Deutschlandweit erstes Gerät für hoch fokussierten Ultraschall bei Tremor und Parkinson

Das Universitätsklinikum Bonn hat ein System zur Anwendung von Magnetresonanz (MR)-gesteuertem, hoch fokussiertem Ultraschall (MRgFUS) innerhalb des Schädels in Betrieb genommen. Mit dem neuen Verfahren lässt sich Tremor gezielt und nicht invasiv behandeln. Es ist in Deutschland das erste Gerät dieser Art.

Bei dem neuen Verfahren schalten fokussierte hochintensive Schallwellen von außen diejenigen Areale im Gehirn ab, die für den essenziellen Tremor oder Tremor bei Parkinson verantwortlich sind. Für die notwendige hochpräzise Lokalisation sorgt die mithilfe der Magnetresonanztomografie gesteuerte Neuronavigation, damit nur der gewünschte, etwa zwei Millimeter große Bereich in der Tiefe des Gehirns inaktiviert wird. Dazu werden von 1024 Positionen rund um den Schädel Ultraschallwellen auf den Zielpunkt gesendet und dort gebündelt. „Nur dort in diesem Schnittpunkt der Wellen wird das Hirngewebe erhitzt und so inaktiviert“, erklärt Prof. Hans Schild, Direktor der Klinik für Radiologie am Universitätsklinikum Bonn. Dazu wird ebenfalls MR kontrolliert die Temperatur am Zielpunkt bis auf etwa 55 bis 60 Grad Celsius gesteigert.

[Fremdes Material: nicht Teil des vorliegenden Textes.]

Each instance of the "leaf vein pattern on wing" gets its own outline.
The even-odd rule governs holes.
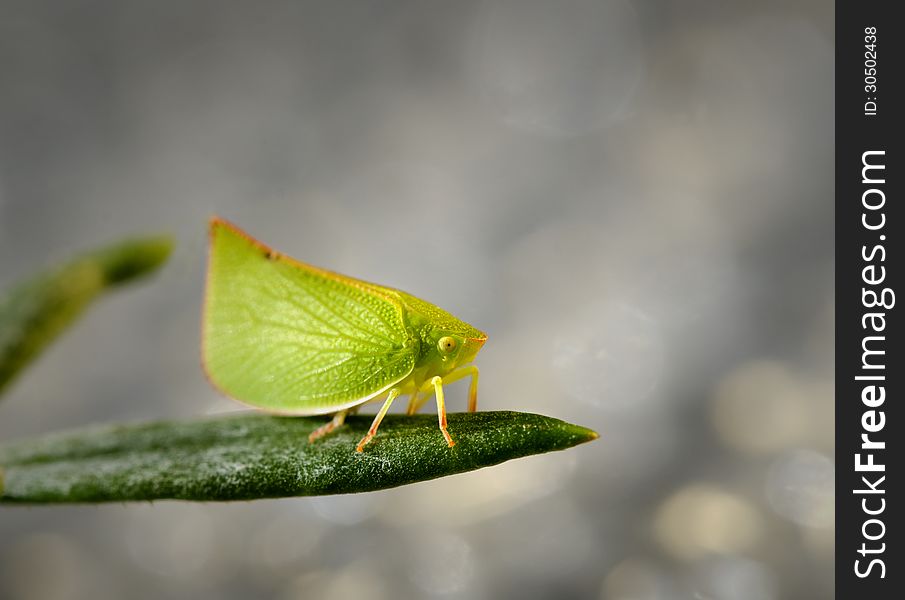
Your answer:
[[[346,357],[344,361],[353,360],[355,357]],[[299,369],[294,365],[288,367],[284,376],[278,380],[274,380],[277,385],[275,385],[275,391],[278,391],[282,397],[305,397],[312,398],[317,396],[314,393],[314,390],[321,390],[323,395],[325,396],[337,396],[341,392],[345,391],[345,388],[348,385],[344,386],[342,389],[338,389],[336,385],[330,385],[329,381],[326,382],[318,382],[316,386],[314,385],[306,385],[305,382],[309,381],[312,378],[317,378],[318,376],[323,376],[329,373],[331,370],[335,370],[339,366],[339,363],[334,363],[332,365],[317,367],[315,369]],[[335,383],[341,383],[343,380],[339,378],[334,379]],[[348,384],[348,378],[344,380],[346,384]],[[357,382],[356,382],[357,383]],[[356,386],[357,387],[357,386]]]
[[[258,291],[263,291],[263,290],[258,290]],[[319,329],[317,329],[317,328],[306,329],[304,327],[299,326],[298,323],[290,323],[287,321],[276,319],[273,316],[267,317],[264,314],[262,314],[262,312],[259,308],[256,307],[256,305],[258,305],[259,302],[256,302],[252,298],[248,298],[248,299],[246,299],[245,302],[239,303],[242,306],[246,319],[253,320],[253,321],[256,321],[261,324],[270,325],[271,327],[274,327],[276,329],[293,330],[293,331],[296,331],[296,332],[301,333],[306,336],[320,337],[323,339],[341,338],[341,339],[348,340],[350,342],[354,342],[356,344],[367,344],[367,345],[370,345],[371,347],[373,347],[375,350],[380,350],[381,352],[386,352],[388,349],[387,344],[375,342],[373,340],[373,338],[364,339],[364,338],[354,337],[354,336],[350,336],[346,333],[343,333],[341,330],[332,326],[330,323],[324,321],[322,318],[318,317],[317,315],[312,314],[310,312],[310,310],[308,310],[306,307],[302,306],[301,304],[299,304],[297,302],[285,300],[283,298],[274,296],[270,293],[266,293],[266,295],[268,295],[274,303],[279,304],[279,303],[285,302],[290,308],[301,310],[304,314],[310,316],[315,323],[321,323],[325,327],[319,328]],[[288,312],[288,311],[274,310],[273,315],[280,315],[285,312]],[[327,329],[326,331],[324,330],[325,328]]]
[[[304,375],[302,375],[301,377],[296,377],[296,378],[295,378],[295,382],[296,382],[296,383],[301,383],[301,382],[303,382],[303,381],[307,381],[308,379],[311,379],[312,377],[317,377],[318,375],[323,375],[323,374],[325,374],[325,373],[328,373],[329,371],[336,370],[336,369],[338,369],[339,367],[341,367],[342,365],[344,365],[344,364],[346,364],[347,362],[349,362],[350,360],[355,360],[356,358],[358,358],[358,357],[357,357],[357,356],[346,356],[345,358],[342,358],[342,359],[340,359],[340,360],[338,360],[338,361],[336,361],[336,362],[333,362],[333,363],[331,363],[331,364],[329,364],[329,365],[326,365],[326,366],[323,366],[323,367],[318,367],[317,369],[314,369],[313,371],[307,371],[307,372],[306,372]]]
[[[318,302],[318,304],[320,304],[325,310],[327,310],[328,312],[332,313],[334,316],[338,317],[338,318],[341,319],[342,321],[346,322],[349,326],[355,328],[356,330],[360,331],[361,333],[363,333],[363,334],[365,334],[365,335],[367,335],[367,336],[369,336],[369,337],[372,337],[372,336],[373,336],[373,337],[381,337],[381,338],[387,340],[388,342],[390,342],[391,344],[395,343],[395,340],[393,340],[393,339],[390,338],[388,335],[386,335],[385,332],[376,332],[376,331],[373,331],[373,328],[374,328],[375,323],[373,323],[373,322],[371,322],[371,323],[367,322],[367,320],[364,319],[364,318],[361,316],[360,313],[356,312],[355,310],[350,310],[350,311],[349,311],[349,314],[350,314],[350,315],[355,316],[359,321],[361,321],[361,322],[363,322],[365,325],[367,325],[367,326],[368,326],[367,329],[365,329],[364,327],[362,327],[362,325],[356,325],[356,324],[354,324],[354,323],[351,323],[351,322],[348,320],[347,317],[345,317],[345,316],[343,316],[343,315],[337,313],[335,310],[333,310],[333,309],[329,306],[329,304],[323,300],[323,296],[320,294],[320,292],[315,291],[315,289],[314,289],[313,286],[300,286],[300,285],[297,284],[297,282],[295,282],[295,281],[293,281],[292,279],[290,279],[290,278],[285,274],[285,272],[283,272],[283,271],[281,271],[281,270],[278,270],[278,271],[279,271],[280,276],[282,277],[282,279],[283,279],[285,282],[287,282],[287,287],[292,287],[292,288],[294,288],[294,289],[298,289],[298,290],[303,291],[305,294],[307,294],[308,296],[310,296],[310,297],[312,298],[312,300]],[[329,280],[326,282],[326,284],[327,284],[328,288],[330,288],[330,292],[331,292],[333,295],[337,296],[339,299],[341,299],[344,303],[346,303],[347,306],[348,306],[348,305],[354,305],[354,306],[357,307],[359,310],[362,310],[362,309],[363,309],[362,312],[370,313],[371,315],[373,315],[374,317],[376,317],[376,319],[377,319],[378,321],[380,321],[380,322],[383,324],[383,326],[385,327],[385,329],[386,329],[387,331],[398,331],[398,330],[401,328],[401,324],[398,324],[398,323],[397,323],[397,324],[394,325],[394,324],[390,323],[389,321],[386,320],[386,318],[383,316],[383,314],[382,314],[380,311],[375,310],[375,308],[374,308],[373,306],[370,306],[368,303],[362,302],[362,301],[356,299],[353,295],[346,293],[346,292],[345,292],[338,284],[336,284],[336,283],[334,283],[334,282],[332,282],[332,281],[329,281]],[[357,286],[355,286],[355,288],[356,288],[356,291],[357,291],[357,292],[359,292],[359,293],[361,293],[361,294],[365,294],[365,297],[367,297],[367,298],[372,298],[372,296],[370,295],[370,292],[365,291],[365,290],[359,290]],[[375,299],[375,300],[376,300],[376,299]],[[350,308],[351,308],[351,307],[350,307]]]
[[[327,358],[327,356],[333,356],[336,354],[347,355],[347,358],[356,358],[355,355],[351,354],[346,350],[330,350],[327,352],[317,352],[317,353],[302,353],[296,355],[292,352],[292,345],[273,345],[270,347],[261,347],[257,349],[257,352],[260,352],[260,356],[268,357],[273,361],[271,365],[265,361],[255,361],[261,367],[258,367],[256,370],[258,371],[274,371],[274,370],[292,370],[292,371],[301,371],[306,368],[310,368],[312,365],[314,370],[323,369],[323,366],[317,366],[318,361],[323,361]],[[266,368],[265,368],[266,367]],[[268,375],[270,373],[267,373]]]
[[[241,377],[250,382],[266,382],[266,394],[271,398],[293,398],[300,395],[309,395],[309,390],[321,389],[328,394],[336,392],[331,383],[336,378],[325,378],[325,381],[309,383],[304,380],[336,370],[340,363],[360,360],[360,357],[342,353],[307,353],[306,357],[299,361],[291,348],[284,345],[245,345],[237,348],[239,352],[234,354],[231,372],[241,373]],[[341,355],[336,360],[337,354]],[[366,359],[367,360],[367,359]],[[371,364],[373,360],[365,364]],[[331,381],[333,380],[333,381]]]
[[[266,287],[261,287],[261,288],[259,288],[259,289],[256,290],[256,291],[257,291],[258,293],[261,293],[261,294],[265,295],[265,296],[268,296],[268,297],[269,297],[273,302],[275,302],[276,304],[279,305],[279,304],[285,303],[285,304],[287,304],[287,305],[289,305],[289,306],[291,306],[291,307],[293,307],[293,308],[296,308],[296,309],[300,310],[301,312],[305,313],[305,314],[308,315],[312,320],[314,320],[314,321],[320,323],[321,325],[323,325],[326,329],[328,329],[328,330],[330,330],[330,331],[334,331],[334,332],[336,332],[336,333],[340,333],[339,328],[337,328],[335,325],[333,325],[332,323],[330,323],[329,321],[327,321],[327,320],[324,319],[323,317],[320,317],[320,316],[316,315],[316,314],[315,314],[314,312],[312,312],[311,309],[309,309],[307,306],[304,306],[303,304],[301,304],[301,303],[298,302],[297,300],[293,299],[293,298],[291,297],[290,294],[285,293],[285,292],[282,293],[282,294],[276,293],[276,292],[274,292],[273,290],[268,289],[268,288],[266,288]]]
[[[389,336],[387,336],[383,333],[377,333],[374,331],[365,330],[365,329],[363,329],[363,327],[360,324],[356,325],[355,323],[352,323],[347,317],[343,316],[342,314],[340,314],[339,312],[337,312],[336,310],[331,308],[328,303],[324,302],[323,297],[320,295],[320,293],[315,292],[314,289],[305,288],[305,292],[307,292],[315,301],[320,303],[320,305],[323,306],[327,311],[332,313],[338,319],[344,321],[350,327],[353,327],[369,336],[373,335],[373,336],[382,337],[382,338],[386,339],[388,342],[390,342],[391,344],[395,343],[395,340],[393,340],[392,338],[390,338]],[[362,291],[362,293],[367,294],[368,292]],[[393,324],[391,324],[389,321],[387,321],[384,318],[383,314],[380,311],[374,310],[374,308],[369,306],[367,303],[361,302],[360,300],[358,300],[355,297],[348,295],[348,294],[341,294],[341,295],[343,296],[343,299],[346,301],[347,304],[354,304],[359,309],[363,309],[364,311],[369,312],[370,314],[374,315],[378,320],[380,320],[386,326],[386,328],[388,330],[394,331],[394,330],[399,330],[401,328],[400,324],[396,324],[395,326]],[[361,316],[358,313],[356,313],[355,311],[350,311],[349,314],[354,315],[359,321],[363,320],[361,318]]]
[[[279,270],[277,270],[277,272],[279,272]],[[295,283],[295,282],[289,280],[284,274],[280,273],[280,275],[281,275],[281,278],[282,278],[284,281],[287,281],[287,282],[288,282],[288,285],[289,285],[289,286],[292,286],[292,288],[304,292],[307,296],[311,297],[312,300],[316,301],[320,306],[324,307],[324,309],[329,310],[328,307],[326,307],[326,305],[325,305],[319,298],[316,298],[316,297],[311,293],[310,290],[306,289],[304,286],[300,286],[300,285],[298,285],[297,283]],[[296,310],[301,311],[302,313],[308,315],[313,321],[315,321],[315,322],[320,323],[321,325],[323,325],[323,327],[324,327],[325,329],[327,329],[327,330],[329,330],[329,331],[332,331],[332,332],[335,332],[337,335],[339,335],[339,336],[341,336],[341,337],[344,337],[344,338],[349,339],[349,340],[361,340],[361,341],[363,341],[363,342],[371,343],[371,344],[373,344],[373,345],[376,346],[376,347],[384,347],[384,348],[385,348],[387,344],[389,344],[390,346],[394,345],[393,340],[390,339],[388,336],[386,336],[386,335],[384,335],[384,334],[377,333],[377,332],[368,331],[368,330],[364,329],[364,328],[361,327],[361,326],[354,326],[354,325],[352,325],[351,323],[349,323],[349,324],[350,324],[350,326],[353,327],[353,331],[355,331],[355,332],[361,334],[362,337],[358,337],[358,336],[349,336],[348,334],[343,333],[342,330],[341,330],[336,324],[331,323],[328,319],[324,318],[324,317],[321,316],[321,315],[318,315],[318,314],[317,314],[315,311],[313,311],[310,307],[305,306],[305,304],[304,304],[303,302],[300,302],[298,298],[293,297],[292,294],[286,292],[286,291],[285,291],[285,289],[286,289],[285,287],[283,287],[283,286],[280,286],[280,287],[281,287],[281,291],[282,291],[283,293],[278,293],[278,292],[275,292],[274,290],[265,289],[265,288],[262,288],[262,289],[260,289],[259,291],[260,291],[260,292],[263,292],[265,295],[269,296],[272,300],[274,300],[274,301],[277,302],[277,303],[286,303],[286,304],[289,305],[290,307],[295,308]],[[331,311],[331,312],[333,312],[333,311]],[[333,312],[333,314],[335,315],[336,313]],[[345,319],[343,319],[343,321],[346,322],[346,323],[348,323],[348,321],[345,320]],[[380,340],[380,341],[379,341],[379,342],[375,342],[375,339],[376,339],[376,340]]]
[[[365,388],[365,385],[366,385],[370,380],[374,379],[378,374],[380,374],[380,373],[382,373],[383,371],[385,371],[385,370],[387,369],[388,366],[389,366],[389,365],[386,365],[386,364],[381,365],[381,366],[378,367],[375,371],[371,372],[371,373],[370,373],[367,377],[365,377],[363,380],[361,380],[360,382],[358,382],[358,383],[356,384],[355,387],[356,387],[358,390],[363,390],[363,389]],[[309,399],[327,398],[327,397],[336,396],[336,395],[337,395],[337,392],[336,392],[336,391],[333,391],[333,392],[320,392],[320,393],[316,393],[316,394],[308,394],[308,395],[306,395],[306,398],[309,398]],[[365,395],[365,394],[362,394],[362,396],[364,396],[364,395]]]
[[[296,333],[302,334],[303,336],[309,337],[309,338],[321,338],[321,339],[325,339],[325,340],[335,340],[335,339],[348,340],[350,342],[354,342],[355,344],[368,345],[371,348],[373,348],[374,350],[379,350],[381,354],[385,354],[389,350],[389,348],[387,348],[386,346],[381,346],[370,340],[363,340],[361,338],[352,337],[352,336],[346,335],[344,333],[328,333],[328,332],[321,332],[321,331],[312,331],[312,330],[308,330],[308,329],[299,327],[298,325],[295,325],[293,323],[286,323],[286,322],[280,321],[278,319],[269,319],[267,317],[262,317],[262,316],[256,315],[256,314],[252,314],[250,316],[250,318],[252,320],[258,322],[261,325],[272,327],[272,328],[276,329],[277,331],[290,330],[290,331],[294,331]],[[308,349],[318,350],[318,351],[332,350],[332,349],[339,350],[339,348],[333,348],[331,346],[309,346]],[[345,350],[351,351],[348,349],[345,349]],[[358,350],[358,352],[361,354],[364,354],[364,352],[361,352],[360,349]]]

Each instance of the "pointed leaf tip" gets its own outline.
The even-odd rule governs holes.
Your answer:
[[[575,430],[575,436],[580,439],[580,441],[578,442],[579,444],[593,442],[600,437],[600,434],[593,429],[588,429],[587,427],[582,427],[581,425],[572,425],[572,428]]]

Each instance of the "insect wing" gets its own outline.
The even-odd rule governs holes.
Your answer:
[[[278,255],[214,220],[203,360],[230,396],[286,414],[355,406],[407,377],[415,357],[380,288]]]

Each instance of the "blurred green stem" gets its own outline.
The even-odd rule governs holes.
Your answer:
[[[167,236],[123,241],[40,273],[0,297],[0,393],[99,294],[154,271],[172,248]]]

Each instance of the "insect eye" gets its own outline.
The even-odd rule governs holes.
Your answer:
[[[437,342],[437,346],[440,348],[440,352],[449,353],[456,349],[456,338],[449,337],[448,335],[440,338],[440,341]]]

Dem großen Vorteil des neuen Verfahrens, dass der Schädel nicht wie bei der bereits etablierten Tiefen Hirnstimulation geöffnet werden muss, steht der Nachteil gegenüber, dass die Inaktivierung des Hirngewebes anders als bei der Tiefenhirnstimulation nicht reversibel ist. „Es ist eine Alternative, da viele Patienten vor dem Öffnen des Schädels und der Vorstellung von ‘Elektroden im Kopf’ zurückschrecken“, sagt Prof. Ullrich Wüllner, Leiter der Sektion Bewegungsstörungen an der Klinik für Neurologie des Universitätsklinikum Bonn.

Schrittweises Vorgehen sichert jedem Patienten eine optimale Therapie

„Das Attraktive ist, dass es sich schon während des Eingriffs zeigt, ob es funktioniert oder ob gegebenenfalls nachjustiert werden muss“, erklärt Prof. Hartmut Vatter, Direktor der Klinik für Neurochirurgie am Universitätsklinikum Bonn. Denn der MRgFUS erlaubt durch kontrollierte Energiesteigerung den Effekt bei einer Temperatur unterhalb 50 Grad Celsius auszutesten. Mit einer reversiblen Hemmung am Zielort wird also geprüft, ob der Tremor wie gewünscht bei dem während des Eingriffs wachen Patienten abnimmt.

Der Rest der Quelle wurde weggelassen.